Villanueva, who can be a free agent come the end of this season, has made no secret of the fact he would like a chance to start full time and to be paid accordingly. Through his career, Villanueva has been a very good relief pitcher with the added value of being a competent spot starter.
The Blue Jay brass like him a lot but have expressed reservations about his endurance and the September numbers seem to reinforce that concern. In his five September starts, Villanueva has worked 26.2 innings and surrendered 24 earned runs (an 8.10 ERA) on 33 hits and eight walks. These results come at the end of a season in which he has pitched more innings (125.1) than in any of his previous six years.
"I don't think this was a matter of him running out of gas," said Farrell. "His secondary pitches were the ones that were up over the plate. His velocity was consistent."
"It's a shame," said Villanueva. "I've had a bad road trip. In the end I've given all I've had. Free agency, you worry about that after the season. I don't know what it was in Tampa. I've had some tough games there but I definitely felt better (in Baltimore).

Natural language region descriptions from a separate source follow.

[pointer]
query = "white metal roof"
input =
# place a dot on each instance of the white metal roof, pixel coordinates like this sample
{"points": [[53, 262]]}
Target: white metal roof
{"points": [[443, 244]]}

"The disappointing part is that late in the year you want to have the strongest finish possible."
Villanueva wasn't the only Blue Jay pitcher to take it on the chin as the Orioles belted seven home runs, two each by Chris Davis and rookie Manny Machado. Davis has now hit nine home runs against Toronto this season, the most ever by an Oriole against the Blue Jays in one year.
The Blue Jays now come home for their final seven games after a 2-7 road trip, with both wins coming here in Baltimore.
In the broad sweep of mini-projects the Blue Jays are trying to complete in September, one that is showing very good results is the conversion of Brett Cecil into a situational lefthanded reliever.
"I think what Brett has been doing in that role is very encouraging," said Farrell. "On back-to-back days against a good hitter (Jim Thome) in a tight spot, he executes three breaking balls and does his job. I will tell you he's genuinely excited about the challenge of the role, the thought that he could pitch on any night when he comes to the ballpark. Everything that we've asked of him, he's responded favourably."
This goes back to last offseason when Cecil lost some 40 pounds.
"We asked him to drop weight. He's done it. We've asked him to go down to Triple A. He's done it. He may not have agreed with everything, but he's done it and made the most of every situation. He comes back and is going to pitch out of the bullpen. Maybe at first he still saw himself as a starting pitcher but he's adjusted. He's been committed to the conditions offered and good for him."
NEON DEION STILL HAS IT
Deion "Prime Time" Sanders, now 45 and 11 years removed from his last professional baseball game, put on a clinic in the batting cage at Orioles Park Wednesday afternoon, raking line drives all over the lot and even belting a couple of balls that left the property.
Sanders, perhaps the most successful two-sport star since Bo Jackson, is in Baltimore as part of the NFL Network crew who will broadcast Thursday's Browns-Ravens NFL game.
A Pro Football Hall of Famer, Sanders was a shutdown cornerback for five NFL teams -- the Cowboys, Falcons, 49ers, Redskins and Ravens -- winning Super Bowls with the Niners and Cowboys. As an MLB player, he played parts of nine seasons with the Yankees, Braves, Giants and Reds and was part of the 1992 Braves team that lost to Toronto in the World Series. His best major-league season was in that 1992 season when he hit .304. Fourteen of his 92 hits that year were triples.
Toronto third base coach Brian Butterfield was Sanders' first professional manager as a college student in rookie ball at Sarasota in 1988.
"In his very first game for us, he hit a routine two-hopper to the second baseman and beat it out," said Butterfield. "He's the fastest ballplayer I've ever seen."
Baltimore manager Bock Showalter would later manage Sanders at Double A Albany a year later. Sanders was at Orioles Park as Showalter's guest but his BP exploits drew a crowd of Orioles and Blue Jays players, many of whom became star-struck autograph-seekers.